To illustrate, we take VGG16 on CIFAR-100 and ResNet34 on ImageNet as examples. First, we calculate the Pearson correlation coefficient (\(R^2\)) between the accuracy of the pruned model without finetuning and the best accuracy after completed finetuning. In Fig. 3 (a) and (c), the value of \(R^2\) indicates that the accuracy between the pruned model accuracy and the best accuracy does not have a strong linear relationship. Therefore, the accuracy of the pruned model without finetuning is not suitable as a metric for our Evolutionary process in Filters Importance Calibration. However, after several epochs of finetuning (as shown in Fig. 3(b) and (d)), the \(R^2\) improve significantly and it means that a certain amount of finetuning is necessary.

From the clustering results, pruning criteria that have strong similarity will gather in the same cluster as expected. In Fig. 5, the value of calibration factors on each cluster are illustrated. Taking the Conv7 of VGG16 on CIFAR-100 as an example, Criterion1 that consists of L1-Norm, L2-Norm, and FPGM, is calibrated with the largest factor, which indicates that the first cluster contributes more significantly in this layer.

Fig. 5.
figure 5

The optimal value of calibration factors and the sampled criterion of each cluster at different layers of VGG16 on CIFAR-100. The annotation above each bar denotes the sampled criterion index.

Table 2. ImageNet quantitative results
Table 3. Ablation on hyperparameters

5 Implementation Details

For the normal training and the finetuning, we use the SGD optimizer with momentum and weight decay parameter 0.9 and 0.0001 respectively.

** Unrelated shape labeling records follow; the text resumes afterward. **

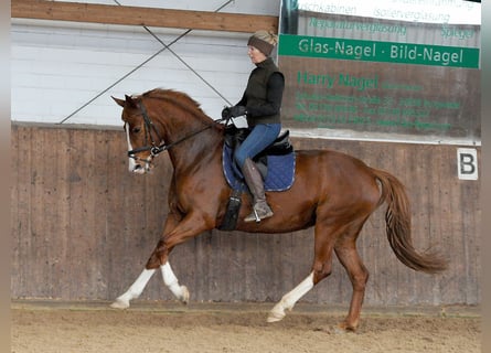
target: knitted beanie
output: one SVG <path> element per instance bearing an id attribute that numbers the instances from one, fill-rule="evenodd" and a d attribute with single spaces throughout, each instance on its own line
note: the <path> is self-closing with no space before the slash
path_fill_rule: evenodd
<path id="1" fill-rule="evenodd" d="M 277 43 L 278 36 L 275 33 L 261 30 L 249 36 L 247 45 L 252 45 L 269 56 Z"/>

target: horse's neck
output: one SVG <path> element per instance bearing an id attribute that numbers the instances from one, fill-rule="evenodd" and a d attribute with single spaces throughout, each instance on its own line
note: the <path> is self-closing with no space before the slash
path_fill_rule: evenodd
<path id="1" fill-rule="evenodd" d="M 198 130 L 198 129 L 196 129 Z M 196 131 L 194 130 L 194 131 Z M 194 133 L 189 131 L 189 135 Z M 220 153 L 223 136 L 215 127 L 199 132 L 171 147 L 169 156 L 174 171 L 207 168 Z"/>

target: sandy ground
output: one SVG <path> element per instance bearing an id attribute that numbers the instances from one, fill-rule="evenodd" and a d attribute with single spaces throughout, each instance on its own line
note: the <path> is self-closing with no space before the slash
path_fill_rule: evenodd
<path id="1" fill-rule="evenodd" d="M 273 304 L 106 302 L 11 304 L 11 352 L 481 352 L 479 308 L 364 308 L 355 333 L 345 308 L 298 304 L 267 323 Z"/>

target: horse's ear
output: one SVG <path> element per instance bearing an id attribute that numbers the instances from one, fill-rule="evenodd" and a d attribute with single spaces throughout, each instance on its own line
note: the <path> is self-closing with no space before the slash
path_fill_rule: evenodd
<path id="1" fill-rule="evenodd" d="M 125 107 L 125 100 L 110 96 L 118 106 Z"/>
<path id="2" fill-rule="evenodd" d="M 131 108 L 138 108 L 138 103 L 131 96 L 125 95 L 126 104 Z"/>

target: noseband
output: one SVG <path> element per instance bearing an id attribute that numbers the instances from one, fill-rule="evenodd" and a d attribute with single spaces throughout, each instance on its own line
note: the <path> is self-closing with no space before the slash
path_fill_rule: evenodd
<path id="1" fill-rule="evenodd" d="M 145 107 L 143 101 L 140 101 L 138 104 L 138 107 L 140 108 L 140 113 L 141 113 L 141 116 L 143 117 L 143 121 L 145 121 L 145 143 L 147 146 L 139 147 L 139 148 L 136 148 L 136 149 L 132 149 L 132 150 L 128 151 L 128 157 L 132 158 L 136 161 L 140 160 L 136 156 L 136 153 L 150 151 L 150 156 L 153 158 L 153 157 L 158 156 L 159 153 L 161 153 L 161 152 L 163 152 L 163 151 L 174 147 L 175 145 L 181 143 L 182 141 L 185 141 L 189 138 L 192 138 L 193 136 L 195 136 L 198 133 L 201 133 L 204 130 L 210 129 L 213 126 L 213 125 L 207 125 L 204 128 L 202 128 L 202 129 L 200 129 L 198 131 L 191 132 L 190 135 L 186 135 L 183 138 L 174 141 L 174 142 L 164 143 L 162 137 L 159 133 L 159 130 L 157 130 L 157 127 L 153 125 L 152 120 L 148 116 L 147 108 Z M 228 119 L 217 119 L 217 120 L 213 120 L 213 122 L 216 124 L 216 122 L 222 122 L 224 120 L 228 120 Z M 157 138 L 159 139 L 159 145 L 157 145 L 156 140 L 153 140 L 152 130 L 156 132 Z M 151 145 L 148 145 L 148 140 L 150 140 Z M 148 161 L 146 161 L 146 162 L 148 162 Z"/>

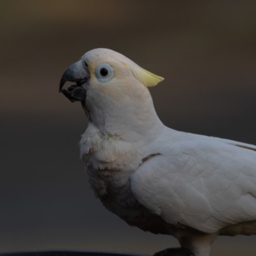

For finetuning, the learning rate is started at 0.001. On CIFAR-100, we finetune the pruned model for 40 epochs in batch size 64. On ImageNet, we finetune for 20 epochs with a mini-batch size of 256.

For the evolutionary search setting, we consider the criteria as follows: L1-Norm, L2-Norm, FPGM, Fermat, BN_\(\gamma \) scale, BN_\(\beta \) scale, Entropy, Taylor L1-Norm, Taylor L2-Norm, Taylor BN_\(\gamma \), Taylor BN_\(\beta \). In each evolution iteration, we set the mutation probability to 0.1, crossover constant to 0.8, and drop probability to 0.05. In CIFAR-100, the population size is 20, the number of iterations is 50 and the drop ratio is 0.08. In ImageNet, the population size is 10, the number of iterations is 30 and the drop ratio is 0.1. After pruning the network based on the weighted sum of the scores, we finetune the pruned network on the validation split for 3 epochs in CIFAR-100 experiments and 1 epoch for ImageNet. Finally, the network is pruned under the optimal blending criterion obtained by EA, where the finetuning epochs are 40 on CIFAR-100 and 20 on ImageNet over the whole training set.

6 Ablation Studies

In this section, to understand the performance of our method in different settings, we conduct the following ablation experiments on the number of clusters used in Criteria Clustering and the hyperparameters of Filters Importance Calibration. The ablation results are shown in Fig. 4. The search space of EA is related to the number of clusters. In each layer l, the larger the number of clusters \(K^l\), the harder the optimization of the calibration factors \(p^l\). From our experiments, the best performance appears when \(K^l=3\) for VGG16. Also, we compare the performance with different hyperparameters of EA, including the number of evolution iterations and mutation ratio. As we see in Fig. 4(b), the increment of iterations is not sufficient for the increment of performance. Therefore, we choose the relatively small number of iterations and use the top-K strategy. From Fig. 4(c), we observe that the large mutation probability may harm the search. The ablation study on the EA hyperparameters and the number of the cluster are shown in Table 3.

7 Conclusion

In this paper, we propose a novel framework for filter pruning. In the first stage, we reduce the searching space for the criteria selection and fit the requirement for the ensemble using clustering. In the second stage, the criteria blending problem is formulated as an optimization problem on filters’ importance calibration. The comprehensive experiments on various benchmarks exhibit that our blended criterion is able to outperform the current state-of-the-art criteria. Besides, we explore the correlation among existing filter pruning criteria and provides a way to obtain effective criteria without manual efforts.